I come from a very big family in a very Black city, Baltimore. My grandmother was a professional chef who wrote a weekly culinary column for The Afro, the longest-running African American newspaper in the U.S. I danced in Black dance troupes and performed in Black community theater. I recited Nikki Giovanni poems and got to meet her when I was in middle school. Family trips to AFRAM (African-American Festival) and live shows at Arena Players were summertime rituals. My mother was very intentional about instilling cultural pride and awareness: introducing me to Ladysmith Black Mambazo or taking me to hear Dr. Jawanza Kunjufu give a lecture.

I was frequently the only Black girl in classrooms filled with white students, and fully aware of the impact of racism on my community and city. Yet these circumstances never diminished my sense of cultural pride, nor my desire to be seen. So when a white coworker told me that she wanted to raise her child to be “color-blind,” it hit me in a way I could not quite articulate. I felt a pang of offense because the notion of teaching a child to be “color-blind” was tantamount to teaching the child not to see me, my daughters or any person of color. It was as if she wanted to erase the inconvenience of my Black existence and relegate it to a historical fact that was not useful to her, her child or maybe even to me. It also felt like a vague note to me, to leave my Black self at home.

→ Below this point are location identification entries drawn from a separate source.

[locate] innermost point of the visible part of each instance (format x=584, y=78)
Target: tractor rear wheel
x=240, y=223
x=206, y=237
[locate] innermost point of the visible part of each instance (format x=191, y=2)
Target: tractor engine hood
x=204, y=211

I do not want her to be color-blind. I do not want her children to be color-blind. I want her to be fully sighted and see Black people as complete in tragedy and in triumph. I want her to see me, the way I see myself: proud of my culture, my family and my history. I want her to know that I had no shame for her to assuage by not acknowledging my Blackness. 

Everything about my experience makes me who I am, and I am only interested in people who want to see me in full. As more BIPOC speak truth to power, I hope others will be sensitized to their implicit biases, encouraged to move out of their comfort zones and feel inspired to see what they’ve been taught to ignore.